Latin America: Longue Durée and Conjunture
21 Jun 2010 - 18:30
Auditorium 2
When we look at Latin America we can interpret what is going on there through these various lenses: we can concentrate on what is cyclical about the region; we can mark out major underlying continuities, and we can also take the more journalistic view. Our prognosis about its future prospects will be coloured by the lens we adopt to examine its past evolution. I therefore note some major continuities, identify some key cycles, and then take a more short term view to interpret what is going on and what we might expect in the coming years. Recognizing the internal diversity of Latin America despites is shared characteristics is a way of avoiding the pitfalls of the single story and to tell, instead, what Chinua Achebe calls a “balance of stories.”

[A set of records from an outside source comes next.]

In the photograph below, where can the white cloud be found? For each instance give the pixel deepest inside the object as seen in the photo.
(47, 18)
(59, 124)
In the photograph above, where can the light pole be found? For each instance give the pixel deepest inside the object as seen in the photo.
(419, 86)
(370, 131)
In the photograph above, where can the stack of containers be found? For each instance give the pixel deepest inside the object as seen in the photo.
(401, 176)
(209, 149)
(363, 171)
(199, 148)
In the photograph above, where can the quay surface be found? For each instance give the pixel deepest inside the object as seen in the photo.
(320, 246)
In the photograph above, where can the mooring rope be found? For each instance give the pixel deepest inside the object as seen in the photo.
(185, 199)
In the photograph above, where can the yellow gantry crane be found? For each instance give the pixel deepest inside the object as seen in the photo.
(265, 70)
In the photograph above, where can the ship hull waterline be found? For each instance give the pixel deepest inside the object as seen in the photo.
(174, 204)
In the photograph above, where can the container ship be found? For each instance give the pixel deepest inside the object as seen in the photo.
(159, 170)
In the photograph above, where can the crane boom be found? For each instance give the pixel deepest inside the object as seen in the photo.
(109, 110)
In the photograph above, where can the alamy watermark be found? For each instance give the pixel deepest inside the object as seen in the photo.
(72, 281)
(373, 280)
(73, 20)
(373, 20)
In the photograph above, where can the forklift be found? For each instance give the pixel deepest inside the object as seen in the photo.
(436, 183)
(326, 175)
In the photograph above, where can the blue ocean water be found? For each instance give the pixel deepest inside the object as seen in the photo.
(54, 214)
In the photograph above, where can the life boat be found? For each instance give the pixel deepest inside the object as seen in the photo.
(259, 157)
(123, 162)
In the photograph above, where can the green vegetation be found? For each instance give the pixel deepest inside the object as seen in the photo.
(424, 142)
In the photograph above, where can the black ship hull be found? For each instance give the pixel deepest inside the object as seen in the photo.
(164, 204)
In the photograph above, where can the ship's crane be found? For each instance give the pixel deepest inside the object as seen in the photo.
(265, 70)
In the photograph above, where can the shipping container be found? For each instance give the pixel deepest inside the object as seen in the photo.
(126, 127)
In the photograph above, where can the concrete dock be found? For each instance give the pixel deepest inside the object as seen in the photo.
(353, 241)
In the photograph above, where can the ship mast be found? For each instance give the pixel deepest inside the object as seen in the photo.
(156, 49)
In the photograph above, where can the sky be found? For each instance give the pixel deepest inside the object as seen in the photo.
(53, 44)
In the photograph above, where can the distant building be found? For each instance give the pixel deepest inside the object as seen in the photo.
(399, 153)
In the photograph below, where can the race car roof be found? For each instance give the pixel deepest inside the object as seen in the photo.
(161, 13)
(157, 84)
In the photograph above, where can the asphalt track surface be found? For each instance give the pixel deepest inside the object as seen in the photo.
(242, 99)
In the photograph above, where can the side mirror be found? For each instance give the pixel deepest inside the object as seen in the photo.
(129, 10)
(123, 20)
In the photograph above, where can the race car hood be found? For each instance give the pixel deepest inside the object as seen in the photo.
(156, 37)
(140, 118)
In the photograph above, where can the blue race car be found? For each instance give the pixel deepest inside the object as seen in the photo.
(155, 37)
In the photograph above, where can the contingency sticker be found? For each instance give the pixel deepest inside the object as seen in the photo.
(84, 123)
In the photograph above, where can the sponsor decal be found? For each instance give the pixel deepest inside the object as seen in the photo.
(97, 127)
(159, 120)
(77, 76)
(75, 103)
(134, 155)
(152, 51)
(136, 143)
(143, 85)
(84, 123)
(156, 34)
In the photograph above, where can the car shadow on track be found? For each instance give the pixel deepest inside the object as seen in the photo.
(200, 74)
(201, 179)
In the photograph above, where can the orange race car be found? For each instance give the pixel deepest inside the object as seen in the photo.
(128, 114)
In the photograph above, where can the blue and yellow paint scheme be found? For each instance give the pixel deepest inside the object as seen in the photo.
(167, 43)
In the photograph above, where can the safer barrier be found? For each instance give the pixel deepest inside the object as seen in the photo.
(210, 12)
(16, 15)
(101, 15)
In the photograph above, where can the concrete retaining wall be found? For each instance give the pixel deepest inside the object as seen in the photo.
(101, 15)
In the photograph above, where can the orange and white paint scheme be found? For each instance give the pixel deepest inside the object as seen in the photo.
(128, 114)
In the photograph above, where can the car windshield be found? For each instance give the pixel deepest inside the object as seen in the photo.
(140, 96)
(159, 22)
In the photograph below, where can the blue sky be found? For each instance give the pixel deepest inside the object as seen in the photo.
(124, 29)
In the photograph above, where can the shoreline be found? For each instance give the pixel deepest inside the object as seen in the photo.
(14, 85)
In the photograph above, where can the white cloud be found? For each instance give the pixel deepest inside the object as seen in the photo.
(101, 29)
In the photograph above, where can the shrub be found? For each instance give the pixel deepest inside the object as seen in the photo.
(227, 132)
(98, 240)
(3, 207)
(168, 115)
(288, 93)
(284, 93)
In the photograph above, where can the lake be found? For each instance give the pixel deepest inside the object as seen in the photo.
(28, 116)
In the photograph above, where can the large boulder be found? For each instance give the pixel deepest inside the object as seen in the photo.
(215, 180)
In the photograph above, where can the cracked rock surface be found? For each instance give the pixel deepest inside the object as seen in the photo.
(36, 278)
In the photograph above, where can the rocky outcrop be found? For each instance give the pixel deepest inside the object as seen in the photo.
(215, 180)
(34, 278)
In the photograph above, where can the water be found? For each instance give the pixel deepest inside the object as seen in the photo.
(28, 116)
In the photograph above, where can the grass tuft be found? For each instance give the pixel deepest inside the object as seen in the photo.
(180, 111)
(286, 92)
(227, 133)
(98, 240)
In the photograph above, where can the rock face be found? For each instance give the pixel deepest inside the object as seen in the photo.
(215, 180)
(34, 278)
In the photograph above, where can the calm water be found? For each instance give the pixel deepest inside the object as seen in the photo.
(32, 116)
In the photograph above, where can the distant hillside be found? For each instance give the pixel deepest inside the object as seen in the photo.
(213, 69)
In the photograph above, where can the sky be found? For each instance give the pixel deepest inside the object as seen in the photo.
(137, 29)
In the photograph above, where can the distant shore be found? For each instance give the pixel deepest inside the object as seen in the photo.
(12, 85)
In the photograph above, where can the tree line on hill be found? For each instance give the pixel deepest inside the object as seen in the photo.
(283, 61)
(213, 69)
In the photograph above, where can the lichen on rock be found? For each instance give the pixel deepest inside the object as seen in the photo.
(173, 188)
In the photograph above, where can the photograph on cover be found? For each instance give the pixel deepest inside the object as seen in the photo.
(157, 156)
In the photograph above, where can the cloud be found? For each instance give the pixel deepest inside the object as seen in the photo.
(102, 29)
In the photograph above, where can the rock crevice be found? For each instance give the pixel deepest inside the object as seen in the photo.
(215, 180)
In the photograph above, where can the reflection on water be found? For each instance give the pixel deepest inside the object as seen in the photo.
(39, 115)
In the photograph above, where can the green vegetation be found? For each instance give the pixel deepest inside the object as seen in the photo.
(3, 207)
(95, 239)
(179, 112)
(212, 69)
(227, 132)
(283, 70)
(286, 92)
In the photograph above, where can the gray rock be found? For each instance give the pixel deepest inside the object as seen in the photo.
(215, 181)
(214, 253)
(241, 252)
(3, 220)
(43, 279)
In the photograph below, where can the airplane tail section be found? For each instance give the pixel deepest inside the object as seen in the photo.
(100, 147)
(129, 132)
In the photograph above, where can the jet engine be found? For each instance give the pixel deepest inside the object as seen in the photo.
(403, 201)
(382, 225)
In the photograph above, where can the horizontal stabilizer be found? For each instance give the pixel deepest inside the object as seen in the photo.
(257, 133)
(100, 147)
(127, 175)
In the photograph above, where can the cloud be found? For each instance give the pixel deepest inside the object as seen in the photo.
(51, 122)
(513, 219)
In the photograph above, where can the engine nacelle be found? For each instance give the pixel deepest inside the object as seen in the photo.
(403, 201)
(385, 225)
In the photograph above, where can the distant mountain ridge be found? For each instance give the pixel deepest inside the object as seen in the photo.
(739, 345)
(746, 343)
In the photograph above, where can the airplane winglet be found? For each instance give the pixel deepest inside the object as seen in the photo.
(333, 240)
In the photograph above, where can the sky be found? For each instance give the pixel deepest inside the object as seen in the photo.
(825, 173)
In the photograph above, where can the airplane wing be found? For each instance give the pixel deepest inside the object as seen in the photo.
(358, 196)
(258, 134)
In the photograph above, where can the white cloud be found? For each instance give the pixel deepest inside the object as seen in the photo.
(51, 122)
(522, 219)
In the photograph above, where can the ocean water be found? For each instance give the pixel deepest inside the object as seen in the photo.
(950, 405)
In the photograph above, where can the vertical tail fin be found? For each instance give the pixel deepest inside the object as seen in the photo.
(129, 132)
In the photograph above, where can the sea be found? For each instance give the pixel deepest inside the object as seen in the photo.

Alexandra Barahona de Brito is Lecturer at the Department of Sociology at the University of Lisbon (ISCTE-IUL) and Freelance Researcher and Editorial Advisor, Cascais, Portugal. She was formerly senior associate researcher at the Institute of Strategic and International Studies (IEEI), Lisbon. She has a D. Phil and M. Phil from Oxford University and has published books and articles on transitional justice, human rights, democratisation and European-Latin American relations, including: Human Rights and Democratization in Latin America: Uruguay and Chile (Oxford University Press 1997), and The Politics of Memory: Transitional Justice in Democratizing Societies (Oxford University Press 2001).